Nationalismus und die Beschwörung einer angeblich glorreichen
nationalen Vergangenheit und ebensolchen nationalen Zukunft sind
aber keine geeigneten Mittel zur Bewältigung globaler Probleme
wie des Klimawandels. Da bleibt Nationalisten nur die
Möglichkeit, das größte derzeitige Problem der Menschheit zu
leugnen, um ihr Weltbild zu retten.

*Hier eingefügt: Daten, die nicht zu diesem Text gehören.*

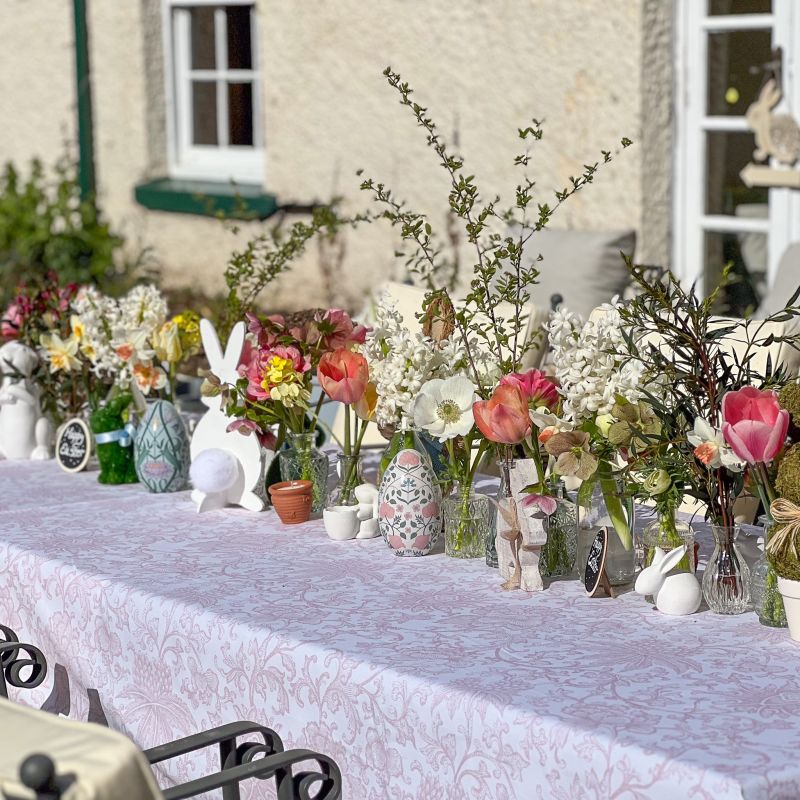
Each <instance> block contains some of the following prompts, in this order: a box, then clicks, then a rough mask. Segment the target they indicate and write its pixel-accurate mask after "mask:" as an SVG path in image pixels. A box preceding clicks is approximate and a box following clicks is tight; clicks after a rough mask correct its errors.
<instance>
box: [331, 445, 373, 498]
mask: <svg viewBox="0 0 800 800" xmlns="http://www.w3.org/2000/svg"><path fill="white" fill-rule="evenodd" d="M336 475H337V477H338V483H337V484H336V486H335V487H334V489H333V491H332V492H331V494H330V498H329V499H328V503H327V505H329V506H354V505H358V499H357V498H356V491H355V490H356V487H357V486H360V485H361V484H362V483H364V473H363V466H362V464H361V456H346V455H345V454H344V453H339V456H338V461H337V462H336Z"/></svg>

Für alle jene
Politiker*innen, die die Notwendigkeit globaler Zusammenarbeit
und tiefgreifender Änderungen auch des eigenen Lebensstils
erkannt haben, stellt sich dagegen die Frage, wie sie das
Notwendige tun können, ohne dafür bei den nächsten Wahlen von
ihrer eigenen, verzichts- und veränderungsunwilligen Klientel
abgestraft zu werden – ein Problem, das außer der Partei
"Bündnis 90/Die Grünen" offenbar alle Parteien haben,
die den menschengemachten Klimawandel nicht leugnen.
Lösungsvorschläge
Kurz-, mittel- und langfristig wirksame Maßnahmen gegen
populistische Wähler*innenfängerei – Förderung insbesondere der
politischen Bildung und der Herzensbildung von der Kita an,
Sicherung/Steigerung des Einkommens insbesondere der nicht so
wohlhabenden Bürger*innen, Sicherung von Arbeitsplätzen bzw.

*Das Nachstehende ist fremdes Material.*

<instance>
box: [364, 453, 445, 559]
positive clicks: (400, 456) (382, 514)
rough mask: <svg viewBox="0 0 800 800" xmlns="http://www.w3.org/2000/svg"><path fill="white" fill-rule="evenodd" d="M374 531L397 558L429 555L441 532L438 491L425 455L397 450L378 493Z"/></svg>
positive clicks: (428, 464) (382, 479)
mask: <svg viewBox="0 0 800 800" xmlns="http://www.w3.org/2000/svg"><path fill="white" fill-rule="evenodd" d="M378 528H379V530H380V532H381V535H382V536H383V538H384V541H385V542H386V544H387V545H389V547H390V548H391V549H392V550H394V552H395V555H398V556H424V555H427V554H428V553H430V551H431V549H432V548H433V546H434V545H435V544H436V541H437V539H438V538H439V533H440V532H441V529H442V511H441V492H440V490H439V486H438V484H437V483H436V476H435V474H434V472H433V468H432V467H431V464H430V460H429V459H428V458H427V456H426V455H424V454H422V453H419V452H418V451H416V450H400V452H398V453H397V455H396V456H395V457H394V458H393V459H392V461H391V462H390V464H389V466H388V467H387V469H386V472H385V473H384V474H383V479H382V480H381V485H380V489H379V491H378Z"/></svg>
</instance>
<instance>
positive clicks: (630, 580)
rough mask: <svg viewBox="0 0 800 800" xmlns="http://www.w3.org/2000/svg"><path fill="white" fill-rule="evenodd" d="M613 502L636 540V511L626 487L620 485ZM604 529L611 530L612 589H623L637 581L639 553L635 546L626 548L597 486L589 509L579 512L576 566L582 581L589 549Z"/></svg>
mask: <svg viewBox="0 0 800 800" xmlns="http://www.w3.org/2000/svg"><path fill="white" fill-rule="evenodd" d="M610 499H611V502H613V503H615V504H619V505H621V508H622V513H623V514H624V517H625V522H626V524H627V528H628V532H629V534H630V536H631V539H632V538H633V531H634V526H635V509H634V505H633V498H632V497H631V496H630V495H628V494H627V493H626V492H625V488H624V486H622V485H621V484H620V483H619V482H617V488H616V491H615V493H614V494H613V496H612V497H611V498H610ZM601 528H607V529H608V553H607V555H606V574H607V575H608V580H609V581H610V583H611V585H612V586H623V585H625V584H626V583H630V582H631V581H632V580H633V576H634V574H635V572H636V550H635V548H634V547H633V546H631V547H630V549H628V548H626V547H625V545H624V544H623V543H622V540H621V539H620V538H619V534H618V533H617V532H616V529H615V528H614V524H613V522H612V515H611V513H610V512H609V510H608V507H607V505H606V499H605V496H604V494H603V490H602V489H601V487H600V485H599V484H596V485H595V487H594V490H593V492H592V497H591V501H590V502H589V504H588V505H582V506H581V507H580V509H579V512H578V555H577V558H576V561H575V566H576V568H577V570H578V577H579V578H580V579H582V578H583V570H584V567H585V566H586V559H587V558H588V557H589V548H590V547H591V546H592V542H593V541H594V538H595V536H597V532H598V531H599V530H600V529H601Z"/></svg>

Schaffung neuer, zukunftsträchtiger Arbeitsplätze, Schutz vor
Einbrechern, Gewalttätern und Betrügern bzw. häufigere
Aufklärung solcher Straftaten, konsequente Verfolgung und
Bestrafung von Hass, Hetze, Beleidigungen, Verleumdungen und
politischen Lügen auch und gerade im Internet – habe ich bereits
in früheren Texten – zuletzt in
Was tun gegen
Populisten? – skizziert. Letztlich wird die Menschheit
meines Erachtens nicht darum herumkommen, ihre Werte zu
hinterfragen und die Akkumulation von materiellem
Wohlstand/Reichtum auf Kosten anderer Menschen und der Natur und
künftiger Generationen sowie das Wachstum der Weltbevölkerung
auf ein Maß zu begrenzen, das nicht die Lebensgrundlagen der
Menschheit zerstört. Auch die Unternehmen werden, wie im Text
Paradigmenwechsel vorgeschlagen, meines Erachtens umsteuern
müssen und nicht mehr nur das Ziel der Gewinnmaximierung
verfolgen können.
Für die nächsten Jahre scheint es mir sinnvoll zu sein, Gesetze
und sonstige Maßnahmen zum Klimaschutz auf eine möglichst breite
parlamentarische Basis zu stellen, die Umstellungen bei Bedarf
mit sozialen Maßnahmen zu kombinieren und die Notwendigkeit
einer raschen und rigorosen Reduzierung der Treibhausgase immer
wieder zu kommunizieren und nicht etwa immer wieder zu
relativieren, wie es bislang Politiker*innen nicht nur der AfD
immer wieder tun. Für Importe aus Staaten, die bzw. deren
Unternehmen nicht im gleichen Umfang wie jene in Deutschland
bzw. der EU die erforderlichen Klima- und Umweltschutzauflagen
einhalten,
sollten gemäß dem Vorschlag von Ursula von der Leyen
Klimazölle
erhoben werden. Das wäre fair gegenüber jenen Unternehmen, die
in den Klimaschutz investieren (müssen).
Zudem dürfte der Grad der Zustimmung zu Maßnahmen zum Klima- und
Umweltschutz, die für die Bürger*innen mit persönlichem
Verzicht – z. B. auf Autofahrten und große Wagen, auf Flug- und
Schiffsreisen, auf übermäßigen Energieverbrauch durch große und
ungedämmte Wohnungen, auf Fleischverzehr im bisher üblichen
Ausmaß – verbunden sind, meiner Einschätzung nach zu einem
erheblichen Teil davon abhängen, ob alle mitmachen oder ob die
USA, Kanada, Australien, Russland, Brasilien, Saudi-Arabien und andere
"Schurkenstaaten" bezüglich des Klima- und Umweltschutzes sich
weiterhin verweigern und zulasten der auf Klima- und
Umweltschutz achtenden Länder Ressourcen verprassen, die Umwelt
schädigen und Treibhausgase emittieren. Notfalls müssen solche
Staaten dann eben meines Erachtens mittels Klimazöllen zu einem
klima- und umweltschutzfreundlichen Verhalten bewegt werden.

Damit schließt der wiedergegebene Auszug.